Examples of positive-sum, negative-sum and zero-sum economic activity
- In a capitalistic economy, in aggregate, there will always be more winners than losers. This is because the economy is growing in the long run and both parties benefit from an exchange. Similarly, in the stock market, there will always be more winners than losers, even with transactions costs. This is because the stock market, in the long run, goes up.
- In contrast, in Vegas the economic activity in the hotel game rooms are negative-sum games, in other words, the house wins more than the players. More people lose than win.
- In chess there is one winner and one loser, this is a zero-sum game. For every winner, there is a loser. It is a one-to-one relationship.
People who are anti-capitalist do not understand that in a free economy during a transaction, both parties get something, and derive more utility from the exchange than before they entered it. In other words, the exchange increases happiness if both parties conducting business at an ‘arms-length’. If not why would they engage in the economic exchange? In economic language, it is a Pareto optimal. With the exceptions of imperfect information and government as a middle man, both sides will win in an economic exchange when acting on their own enlightened self-interest.
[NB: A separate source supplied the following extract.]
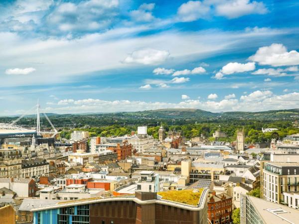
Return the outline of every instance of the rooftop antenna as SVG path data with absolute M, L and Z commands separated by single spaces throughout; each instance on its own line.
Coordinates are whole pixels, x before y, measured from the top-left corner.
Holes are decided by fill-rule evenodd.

I do not know why people do not understand this. Economics is not a game of chance or chess, it is a non-zero sum game, rather it is a positive-sum.
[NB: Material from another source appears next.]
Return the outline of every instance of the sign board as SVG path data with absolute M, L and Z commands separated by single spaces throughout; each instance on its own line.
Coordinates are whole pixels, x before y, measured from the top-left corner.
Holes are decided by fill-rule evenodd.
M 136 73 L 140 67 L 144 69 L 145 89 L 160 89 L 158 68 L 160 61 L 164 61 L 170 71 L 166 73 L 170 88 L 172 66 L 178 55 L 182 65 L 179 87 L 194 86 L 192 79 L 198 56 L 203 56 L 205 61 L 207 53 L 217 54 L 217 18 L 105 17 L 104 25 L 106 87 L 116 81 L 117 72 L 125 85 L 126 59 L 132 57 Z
What is a zero-sum game? A zero-sum game is a game where for every winner there is a loser. Therefore, in order for somebody to win, they must take something from somebody else. One person leaves the table happy and one person leaves the table unhappy. It is a mathematical model where the total gain of each player in the game is added up, then you net out the losses of the losers, you will result in zero. It is simple mathematics if people receive 10 units of utility from playing and another group of people loses 10 units then at the end of the game, 10-10 = 0.
Modern zero game theory was supported by the Von Neumann’s minimax theorem and the Nash equilibrium explanation. However, the idea was commonly understood even in the times of the ancient Greeks and before. You can further research John von Neumann and Oskar Morgenstern and the global profit or loss in non-zero-sum, however, these are a more academic argument.
How people perceive economics versus reality
The funny thing is most people believe life and economics is a zero-sum game. That is the reason I when you see your neighbor with ostentatious wealth, you feel there is some sort of injustice which allows him to get this wealth. This is because you look at your neighbor and can not believe that he possibly accumulated this well on his own accord with his own brainpower. He does not look too smart and therefore your only conclusion is although he did not steal to accumulate this capital, someone must have lost for him to have won.
However, the economy does not work this way. Economics and trade, when done at an arm’s length transaction basis always result in two winners. Each party gives something up to receive more units of economic happiness, let us call them ‘utils’ before they entered the transaction.
Think of the simple transaction that occurs at your local farmers market on Saturday morning. Some retired person buys some organic tomatoes from a hipster urban farmer. The Hipster is happy because he earns money. The retired person has something to do, enjoys the conversation and gets some nice tomatoes of local quality he could not get at the large supermarket. Both parties are happy in this zero-sum exchange.
Where does wealth come from?
Wealth comes from intellectual capital, that is someone creativity (such as an intellectual good, a book for example) or the primary sector which people subsequently transform into something useful (iron ore transformed to a tool). The primary sector creates wealth so all can benefit. The wealth is dormant in the ground. That is agriculture mining minerals oil etc. Food is grown, oil is refined and this gives people the energy to transform the world based on their creative powers. The rest of economics is just a matter of exchange based on optimizing their indifference curves. My point is in a free economy there is no exploitation, rather wealth creation, and exchange. This means economics is a positive-sum game. Not a game where of musical chairs, where people are losing and no new chairs are brought into the game. It is a positive some, economic agents create more and more chairs.
Of course this is a great simplification, however, on a theoretical level, this is how the world works. Every time you do an economic transaction both parties engaged in economic exchange because there is some perceived benefit.
- If economics was zero-sum then a Malthusian catastrophe would have occurred years ago.
Where does Zero-sum economics exist – Government can create a zero-sum or negative-sum economic environment. When governments interfere in the free exchange of goods, the positive model breaks down. The win-win model works in a free capitalist economy. This model does not work in a controlled economy. Examples of a controlled economy are state-run economies, the socialist economies, oligarch economies. The reason this does not work in control economy is someone has been an unfair advantage. When a market is not free people use their intelligence and creativity to get around the system instead of creating value.
I lived in a post-communist country during the transformation and market distortions create unhappiness.
This is why it is important to keep the market as free as possible. To give people the chance to express their creativity and life. This is the way the world works. When we are all doing our thing, the world has benefits which are unseen on a micro level but on a macroeconomic level we society as a whole wins. This is Adam Smith. Positive sum economics is capitalism and democracy and the ideals of the enlightenment.